Monday, Jul. 11, 1977

Mormon Mystery

The huge and prosperous empire of Mormonism is all built upon a single rock: the claim that Joseph Smith Jr. was a prophet of God who miraculously discovered and translated long-lost holy scriptures. Ever since the Book of Mormon was published in 1830 it has been embraced by his Latter-Day Saints (current worldwide membership: 3.8 million) and scoffed at by outsiders. Now four California researchers, relying on the sometimes shaky science of handwriting analysis, say they have evidence that the book is a hoax.

Smith, a youthful farmhand, reported that an angel named Moroni had showed him some golden tablets that had been buried near Palmyra, N.Y. The tablets were in an unknown language, "reformed Egyptian hieroglyphics," and Smith could read them only by peering through two miraculous stones* that the angel gave him. The 522-page Book of Mormon declares that the New World's Indians were actually Jews who sailed from the Near East in the 6th century B.C., and that they were later visited by Jesus Christ after his resurrection.

In about three months' time, Smith dictated his translation in a quasi-King James English to various scribes, who never saw the golden tablets during the process. Three "witnesses," however, wrote a testimony that they were shown the tablets by an angel, and eight added that they had handled them. The angel Moroni, it was said, eventually carried the tablets off to heaven.

Smith stored his manuscript in the cornerstone of a house in Nauvoo, Ill. Three years later, in 1844, he was murdered by a mob. The house was torn down in 1882 and the manuscript scattered, but a few sections were recovered and placed in the church's Salt Lake City archives. Among them is one 20-page fragment of which twelve pages were written by a single, but unknown, hand.

Howard Davis, 33, and three other freelance researchers, one of them distantly related to a Smith scribe, now say they have proved that the unattributed twelve pages were actually pilfered from a manuscript by Solomon Spalding, a Congregational minister and sometime novelist who died in 1816.

Spalding is not a new name in disputes over Mormonism. As early as 1833 one apostate Mormon argued that there were similarities between Smith's scriptures and an unpublished Spalding novel about the origins of the Indians. The missing Spalding manuscript was supposedly filched from a Pittsburgh publishing house by an itinerant preacher who gave the papers to Smith.

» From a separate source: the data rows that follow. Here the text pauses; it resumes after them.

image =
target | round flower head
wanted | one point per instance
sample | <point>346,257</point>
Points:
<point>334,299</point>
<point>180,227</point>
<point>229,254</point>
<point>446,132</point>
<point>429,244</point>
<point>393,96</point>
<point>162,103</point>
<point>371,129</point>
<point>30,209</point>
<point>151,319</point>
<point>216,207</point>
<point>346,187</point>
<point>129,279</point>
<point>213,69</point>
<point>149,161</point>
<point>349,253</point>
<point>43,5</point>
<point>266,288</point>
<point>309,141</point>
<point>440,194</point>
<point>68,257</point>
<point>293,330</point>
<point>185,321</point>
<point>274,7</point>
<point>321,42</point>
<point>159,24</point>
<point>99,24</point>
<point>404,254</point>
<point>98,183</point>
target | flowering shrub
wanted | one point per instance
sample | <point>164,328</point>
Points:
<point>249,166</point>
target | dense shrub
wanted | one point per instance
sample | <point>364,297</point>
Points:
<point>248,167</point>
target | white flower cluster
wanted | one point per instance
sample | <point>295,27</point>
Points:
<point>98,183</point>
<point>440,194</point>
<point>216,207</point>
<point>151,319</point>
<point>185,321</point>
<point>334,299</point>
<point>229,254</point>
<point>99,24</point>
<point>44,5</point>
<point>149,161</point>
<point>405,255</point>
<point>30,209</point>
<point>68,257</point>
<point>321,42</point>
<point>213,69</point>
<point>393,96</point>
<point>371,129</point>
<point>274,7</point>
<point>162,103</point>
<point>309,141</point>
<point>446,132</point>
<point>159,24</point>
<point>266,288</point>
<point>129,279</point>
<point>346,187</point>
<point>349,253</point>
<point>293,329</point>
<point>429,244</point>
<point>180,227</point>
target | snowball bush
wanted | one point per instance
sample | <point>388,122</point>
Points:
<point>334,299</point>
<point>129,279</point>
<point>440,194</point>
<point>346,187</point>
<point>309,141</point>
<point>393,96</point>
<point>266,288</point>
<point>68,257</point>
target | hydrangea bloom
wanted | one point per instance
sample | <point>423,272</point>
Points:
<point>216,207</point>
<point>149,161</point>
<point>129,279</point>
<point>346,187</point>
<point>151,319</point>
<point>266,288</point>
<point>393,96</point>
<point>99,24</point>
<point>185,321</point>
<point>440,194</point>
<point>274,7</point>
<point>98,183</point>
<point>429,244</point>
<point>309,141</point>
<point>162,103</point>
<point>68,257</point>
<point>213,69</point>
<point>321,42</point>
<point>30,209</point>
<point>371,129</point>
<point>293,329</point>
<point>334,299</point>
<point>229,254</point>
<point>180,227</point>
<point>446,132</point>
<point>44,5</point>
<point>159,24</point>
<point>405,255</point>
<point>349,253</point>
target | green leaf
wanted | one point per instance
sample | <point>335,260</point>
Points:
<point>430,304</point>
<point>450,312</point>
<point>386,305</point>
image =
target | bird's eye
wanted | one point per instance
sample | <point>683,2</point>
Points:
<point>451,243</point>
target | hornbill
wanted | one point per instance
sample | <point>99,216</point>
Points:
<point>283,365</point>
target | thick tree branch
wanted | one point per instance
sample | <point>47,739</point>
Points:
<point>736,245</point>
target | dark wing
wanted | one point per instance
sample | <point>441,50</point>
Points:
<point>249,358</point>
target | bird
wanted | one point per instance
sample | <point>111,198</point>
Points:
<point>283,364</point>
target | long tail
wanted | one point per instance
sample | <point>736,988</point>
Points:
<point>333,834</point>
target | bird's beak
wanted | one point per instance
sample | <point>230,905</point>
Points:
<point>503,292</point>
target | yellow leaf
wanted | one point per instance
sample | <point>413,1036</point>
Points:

To test the authenticity of Smith's manuscript for a book they are preparing, the researchers gave photocopies of sample pages from the Mormon archives and known specimens of Spalding's writing to three handwriting experts: Henry Silver, William Kaye and Howard Doulder. All three have broad credentials for such work (though Silver and Kaye reached opposite conclusions about whether Howard Hughes wrote the so-called Mormon will). Working independently and not knowing about any tie to the Book of Mormon, all three decided that the same man had written both sets of documents.

Unknown Scribe. On the Mormon side, the church's historian, Leonard Arrington, responded that the new attack on the Book of Mormon meant "absolutely nothing." The writing of the unknown scribe, he said, "follows on the same page and precedes on another page material written" by others. How, he asked, could twelve pages written by Spalding match the paper of pages that precede and follow them?

Even if Smith used Spalding's manuscript, why would Smith have been so foolish as to retain pages of a known manuscript within a work he said was inspired by God? Davis & Co. answer --somewhat lamely--that Smith was so poverty-stricken that he and his aides might have stuck sections of Spalding's manuscript between pages of their own in order to save paper, which was scarce and expensive in those days.

Officially the Mormon Church remains unruffled. It is welcoming the researchers and handwriting experts to Salt Lake City to study the original documents. Said a spokesman: "We still declare that the Book of Mormon is precisely what we have always said it was--a divinely revealed scripture of ancient American people."

* Detractors of Mormons make much of records showing that the year before he started his book, Smith was convicted for hiring himself out to locate buried treasure by use of a magic "seer stone."